There were two keynote presentations during the conference, one by Mita Williams and one by Barbara Fister. Mita Williams spoke on ways libraries are embracing writers circles and local musicians to both create new works at the library and to build local digital collections. She also spoke of ways libraries can make use of affordable, readily available technologies to do things that might have previously seemed unobtainable, like virtualizing servers through Amazon’s EC2 web service. Barbara Fister spoke about her work in the burgeoning movement towards open publishing by academics, allowing their work to reach 500 times the readership at a tenth of the cost. You can watch archived video of both profound and inspirational keynotes here.
I WORE THE FUTURE ON MY HEAD
I got to have some hands-on time with emerging technology during the conference, as well, mounting both Google Glass and Oculus Rift on my head. I won’t go much into either experience right now (though please do feel free to ask me about them!) I will only say this much: the future makes me a wee bit queasy. That could just be the Rift Coaster, though.
“Teaching Information Literacy with Games and Gadgets,” presented by Sarah Thorngate: this was a session on teaching people to use the library through a tablet/phone-based interactive scavenger hunt built entirely in Google Docs. You can view her slides here.
“We Are All Disabled,” presented by Cynthia Ng: this was an informative and practical session on how to ensure that your library’s website is accessible (a legal requirement for most of us!) without breaking its functionality. You can view her slides here (definitely do so if you’re responsible for your libraries website!)
“Defence Against the Digital Dark Arts” presented by Eric Stroshane: this session was focused on actions you can take to better safeguard your patrons’ privacy while they’re using public access computers, though it did extend beyond that framework. You can view my presentation here.
“How to Be a Library Video Star” presented by Jenny Veile: an extremely pragmatic session on how to produce videos to promote your libraries services. Jenny covered everything from selecting a camera to selecting your shots, editing, scripting, audio mixing, and marketing. Stellar stuff for those ready to take the next step in library PR! You can view her slides here.
“Forging Information Literacy Skills with ANVIL: An Innovative Game-Based Approach to Teaching Information Literacy” presented by Ted Mulvey and David Hietpas: this was a presentation on how two people totally revamped the way their college teaches information literacy–by modelling it on bar trivia and allowing students to compete for the top slot on the leaderboard.

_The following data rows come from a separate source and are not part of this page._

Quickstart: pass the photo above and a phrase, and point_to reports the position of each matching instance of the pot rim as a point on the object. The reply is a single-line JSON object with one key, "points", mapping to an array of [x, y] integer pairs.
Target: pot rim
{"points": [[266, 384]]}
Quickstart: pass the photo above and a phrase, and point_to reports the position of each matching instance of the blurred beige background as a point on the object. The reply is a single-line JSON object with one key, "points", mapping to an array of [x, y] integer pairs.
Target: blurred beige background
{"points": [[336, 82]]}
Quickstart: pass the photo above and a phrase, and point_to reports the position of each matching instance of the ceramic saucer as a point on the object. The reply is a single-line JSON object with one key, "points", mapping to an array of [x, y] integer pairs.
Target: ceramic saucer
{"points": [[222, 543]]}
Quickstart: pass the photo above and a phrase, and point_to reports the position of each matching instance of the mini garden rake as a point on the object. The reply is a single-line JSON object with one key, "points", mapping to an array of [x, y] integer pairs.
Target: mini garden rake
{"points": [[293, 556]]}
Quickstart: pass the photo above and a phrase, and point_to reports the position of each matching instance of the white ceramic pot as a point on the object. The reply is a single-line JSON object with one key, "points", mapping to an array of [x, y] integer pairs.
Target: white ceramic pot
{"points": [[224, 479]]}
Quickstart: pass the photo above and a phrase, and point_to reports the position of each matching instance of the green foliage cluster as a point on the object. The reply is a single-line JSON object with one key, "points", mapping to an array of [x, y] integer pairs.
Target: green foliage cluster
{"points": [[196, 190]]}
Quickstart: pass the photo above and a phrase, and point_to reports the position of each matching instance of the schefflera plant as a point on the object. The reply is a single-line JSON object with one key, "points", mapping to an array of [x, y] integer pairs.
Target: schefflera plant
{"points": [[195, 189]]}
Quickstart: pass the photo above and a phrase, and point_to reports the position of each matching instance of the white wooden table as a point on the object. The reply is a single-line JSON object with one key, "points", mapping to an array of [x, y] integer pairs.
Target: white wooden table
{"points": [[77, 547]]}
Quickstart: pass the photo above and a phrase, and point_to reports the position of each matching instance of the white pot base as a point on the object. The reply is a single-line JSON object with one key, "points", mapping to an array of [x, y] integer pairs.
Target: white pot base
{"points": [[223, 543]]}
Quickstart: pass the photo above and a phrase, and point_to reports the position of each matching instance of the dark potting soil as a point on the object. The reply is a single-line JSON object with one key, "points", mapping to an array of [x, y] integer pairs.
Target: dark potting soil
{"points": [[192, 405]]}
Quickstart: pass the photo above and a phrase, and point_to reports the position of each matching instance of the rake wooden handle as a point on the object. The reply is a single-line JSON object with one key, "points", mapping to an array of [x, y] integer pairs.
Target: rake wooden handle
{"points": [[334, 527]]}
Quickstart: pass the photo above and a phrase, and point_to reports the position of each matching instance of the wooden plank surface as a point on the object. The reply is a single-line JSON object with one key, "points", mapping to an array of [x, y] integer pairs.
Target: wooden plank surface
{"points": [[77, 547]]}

You can access their slides here.
“When Every Student Has an iPad” presented by Erica Nutzman, Amelia Cohoes, and Carol Roos. This session included live demonstrations of the Nearpod and Socrative apps that Nutzman, Cohoes, and Roos are using to interactive with their students live, quizzing and polling them on their devices (Apple, Android, and browser-based) in class, and keeping them tuned in to the instruction instead of on texting. The apps are free and have a ton of potential.
“Infographic DIY: Online Tools for Teaching and Library Advocay” presented by Dani Brecher. This was a hands-on session in which we got to test five different free or freemium services that facilitate the creation of your own infographics. Infographics are a brilliant way to tell a visual story through data and share it through social media. Her extremely useful LibGuide is available here.